Taking to social media platform ‘Facebook’, Shahid revealed that due to the new 30 percent fee imposed on transactions made with Maldivian Rufiyaa debit cards for e-commerce, the USD rate for purchasing goods online is actually higher than the black market rate.
He added that this is not just a foreign currency issue, but a result of the government's failure to secure foreign financing and responsibly manage reserves, leading the national bank of the island nation to profit from the financial constraints.
Further, Shahid stressed that this is a shift of economic burden onto ordinary Maldivian families instead of reform, resulting in loss of equality and narrowing opportunities to access global goods. Shahid noted that this change paves the path to further worsening of the cost of living situation.

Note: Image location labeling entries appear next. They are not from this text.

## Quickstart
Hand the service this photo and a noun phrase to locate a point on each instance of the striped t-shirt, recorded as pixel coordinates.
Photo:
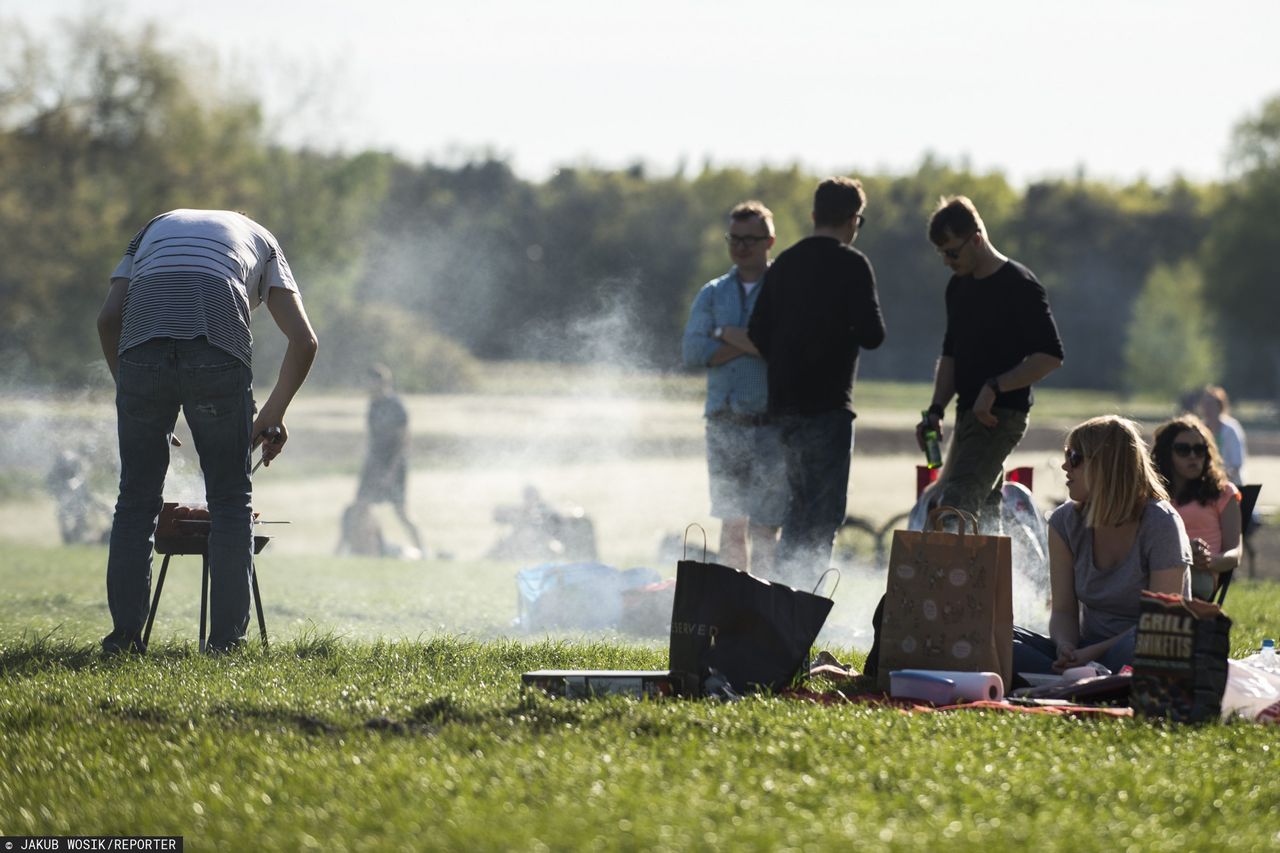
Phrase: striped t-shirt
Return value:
(200, 273)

The country’s national bank abruptly announced through a statement on Monday that starting from Tuesday, a 30 percent fee would be charged for transactions on sites like Shein, Temu, and others, where Maldivians conduct most of their online shopping.
With BML's decision to charge a large fee for transactions on popular online shopping sites, many people have directed criticism towards both the government and BML. Many are saying that the bank is trying to mislead the public by claiming that card limits have been increased to USD 500.